País em transformação
E a força do novo Brasil é tão grande que a Argentina, que estava tão próxima da catástrofe econômica quanto de um golpe de Estado autoritário, escapa por pouco da morte e aclama Lula, que desejaria ter como presidente. [O presidente chileno] Ricardo Lagos, que reconheceu desde o início a força e a necessidade da democracia, se aproxima de um Mercosul que não é somente um mercado comum em ruínas, mas sobretudo uma vontade política e econômica capaz de dirigir a recuperação do Cone Sul.
Os obstáculos nesse caminho escolhido por Lula são enormes, e certamente será preciso que o criador do PT recorra às forças populares e a sua vontade de mudança social, mas esse apelo só pode se situar no âmbito de uma política democrática e não deve de modo algum opor-se a ela, pois o fracasso viria rapidamente sancionar essa queda no populismo. Não há mais solução revolucionária no continente desde a queda do império soviético. As esperanças suscitadas por Fidel Castro [em Cuba] se afogaram no sangue dos torturados, e a Venezuela não consegue sair do reino da palavra, sobrevivendo apenas graças à nulidade dos conservadores.
Muitos esperam que o continente possa se unir em torno do projeto político brasileiro. Essa esperança, na verdade, me parece excessiva, como também o desejo de ressuscitar o Mercosul. Muito mais realista e muito mais importante é a criação de um Brasil em transformação, dando nova vida à Argentina e ao Uruguai e apoiado pelo Chile. O Brasil se esgotaria para inventar um projeto continental. Ele deve se constituir sozinho em um continente capaz de se transformar para melhor reforçar em si mesmo a liberdade e a justiça.
O Brasil precisa de um Estado forte, apoiado em seu imenso mercado interno, em sua grande capacidade de produção e mais ainda numa intensa consciência nacional. Pois somente a consciência nacional permite a uma democracia se reforçar, combinando o que muitas vezes parece contraditório, a pressão popular e o reino da lei.
Em nenhum lugar do mundo existe tamanha possibilidade de progresso democrático. A Índia, depois de ter precedido outros países, afunda em suas dificuldades internas. Quanto à China, seu futuro democrático se inscreve em um futuro mais distante, se é que ele tem a possibilidade de se realizar.
Com frequência, quem analisa uma sociedade deve moderar os julgamentos sobre os atores e os apelos à prudência. Nesse caso é a atitude oposta que se deve adotar, sob o risco de parecer ingênuo ou afastado das realidades. O Brasil, com base nos resultados positivos das presidências de FHC, reforçado pelo triunfo pessoal de Lula, pode superar os que defendem seus privilégios assim como aqueles que se inebriam de slogans impossíveis. A via democrática se revelará rapidamente a única possível para o sucesso de grandes transformações que não devem isolar o país de seu entorno.

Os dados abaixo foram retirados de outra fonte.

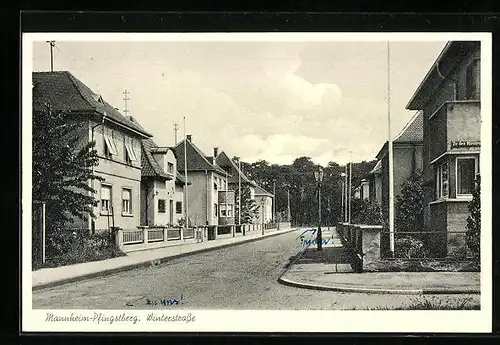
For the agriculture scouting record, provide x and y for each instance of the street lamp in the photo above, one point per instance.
(318, 176)
(262, 201)
(343, 175)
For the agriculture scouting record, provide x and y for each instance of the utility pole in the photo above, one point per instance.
(126, 99)
(52, 45)
(390, 153)
(176, 128)
(186, 207)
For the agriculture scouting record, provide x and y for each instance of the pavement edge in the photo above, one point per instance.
(129, 267)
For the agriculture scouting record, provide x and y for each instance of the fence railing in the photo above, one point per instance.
(133, 237)
(156, 235)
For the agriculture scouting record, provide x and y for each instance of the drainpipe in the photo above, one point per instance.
(455, 82)
(93, 181)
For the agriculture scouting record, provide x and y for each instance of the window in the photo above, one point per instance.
(109, 145)
(472, 80)
(466, 173)
(127, 201)
(170, 168)
(105, 198)
(161, 206)
(130, 156)
(442, 181)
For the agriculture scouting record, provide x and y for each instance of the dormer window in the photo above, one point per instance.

É por isso que se deve empregar hoje as palavras mais fortes para saudar o futuro que se abre para o Brasil. Em um mundo onde reina tão amplamente a noite da pobreza e da violência, no Brasil brilha uma luz que nasce do encontro de um desejo de justiça com um respeito absoluto pelas instituições democráticas.


Alain Touraine é sociólogo, diretor da Escola de Altos Estudos em Ciências Sociais, em Paris, e autor de "A Crítica da Modernidade" (ed. Vozes).
Tradução de Luiz Roberto Mendes Gonçalves.